A Monte Carlo simulation compares nine conditions, from a baseline model through RAG-only, memory-only, definition-only, and multi-agent-only ablations to the full architecture, across ambiguous-term tasks and eight stress scenarios. The central result is modular specificity: neither of the two dominant existing defenses reduces semantic hallucination. Retrieval-augmented generation and multi-agent debate both leave the semantic hallucination rate at the baseline level, while definition-first locking drives it to zero in the synthetic setting. That zero is not free, and the cost is reported rather than hidden: roughly three-fifths of conversations are converted into clarification turns, and the Personal Semantic Memory prior is what keeps that burden bounded — without it, the definition-only system reaches zero only by clarifying on essentially every conversation. In the combined worst-case scenario, normalized composite hallucination risk falls from 0.5778 for the baseline to 0.0789 for the full architecture, an 86.3% reduction.

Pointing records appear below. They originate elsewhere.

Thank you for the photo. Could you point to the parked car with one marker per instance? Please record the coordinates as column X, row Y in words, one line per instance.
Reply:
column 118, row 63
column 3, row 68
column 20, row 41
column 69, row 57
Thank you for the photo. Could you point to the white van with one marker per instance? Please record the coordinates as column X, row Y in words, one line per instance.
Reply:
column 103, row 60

Several controls test whether the result is an artifact. A negative control that keeps the locking mechanism but selects definitions at random stays at chance level, showing the reduction comes from inference accuracy, not from the lock itself. A misspecified-memory stress test replaces the stored definition with a confidently wrong one: a memory-only system degrades toward chance exactly as a skeptic would predict, while the full architecture detects the conflict between wrong memory and independent retrieval and routes it to clarification, keeping semantic hallucination at essentially zero even when every stored definition is wrong. The composite ranking holds across 99.7% of the metric weight space and across all 512 Latin Hypercube samples of the joint parameter space. A small twelve-item pilot on real generated text shows the construct is measurable outside simulation: a baseline model silently committed to a wrong definition on eight of twelve items, while a definition-first strategy committed on none and clarified exactly the genuinely ambiguous items.

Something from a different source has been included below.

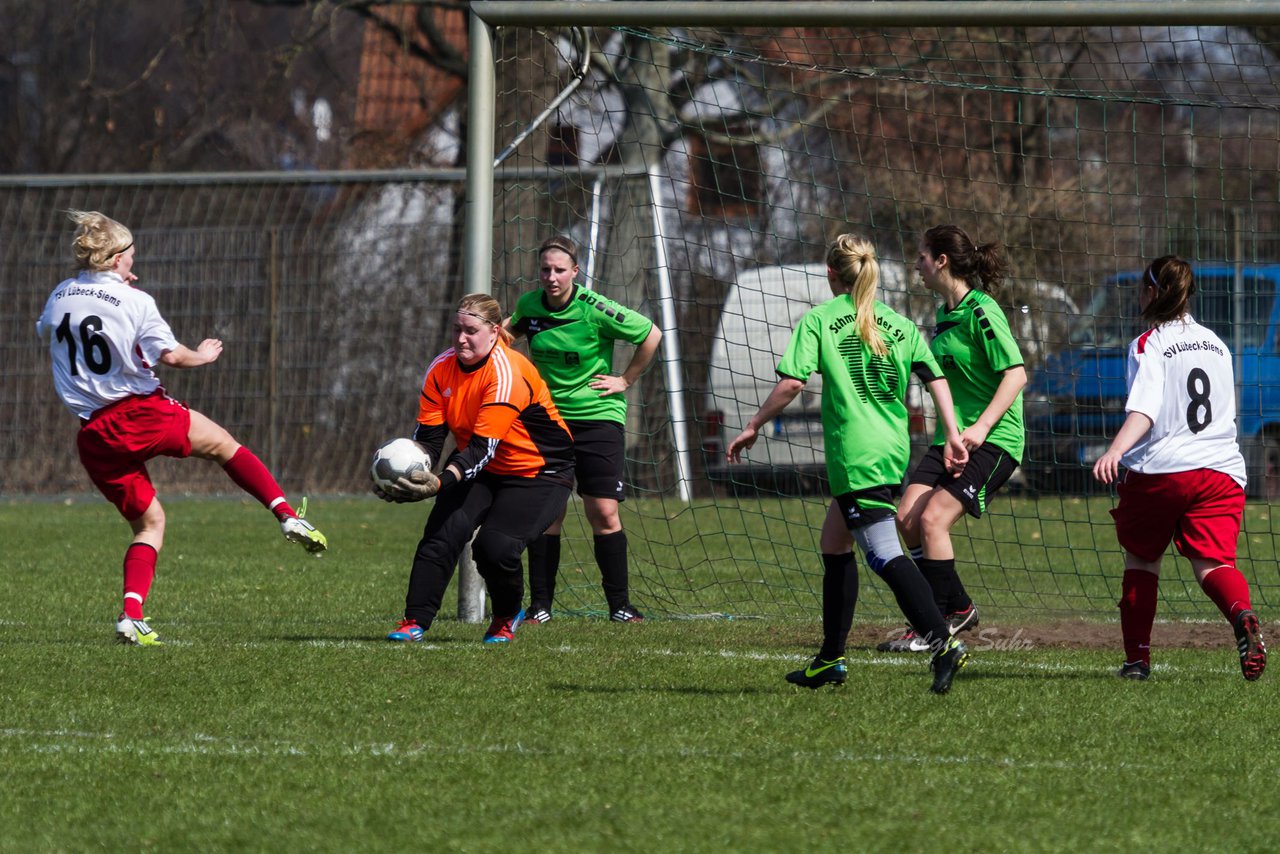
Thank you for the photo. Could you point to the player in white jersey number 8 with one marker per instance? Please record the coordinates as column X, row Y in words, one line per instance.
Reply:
column 1185, row 475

The paper does not claim that deployed systems would achieve these numerical reductions, that all hallucination is semantic, or that the simulation substitutes for human-facing validation. It tests structural plausibility under declared synthetic assumptions, states eight falsification conditions with pre-specified quantitative thresholds, and includes a pre-registration-ready LLM-in-the-loop validation protocol. The design rule it advances is a matter of sequence: define before retrieving, clarify before guessing, calibrate before personalizing, challenge before agreeing, and mediate before concluding. Before answering, define.

Keywords: semantic hallucination, definition-first grounding, Personal Semantic Memory, personalized AI, operative definition, ambiguity, clarification, retrieval-augmented generation, multi-agent systems, Advocate Challenger Mediator, sycophancy, private-language drift, social semantic calibration, AI safety, Monte Carlo simulation, falsifiability.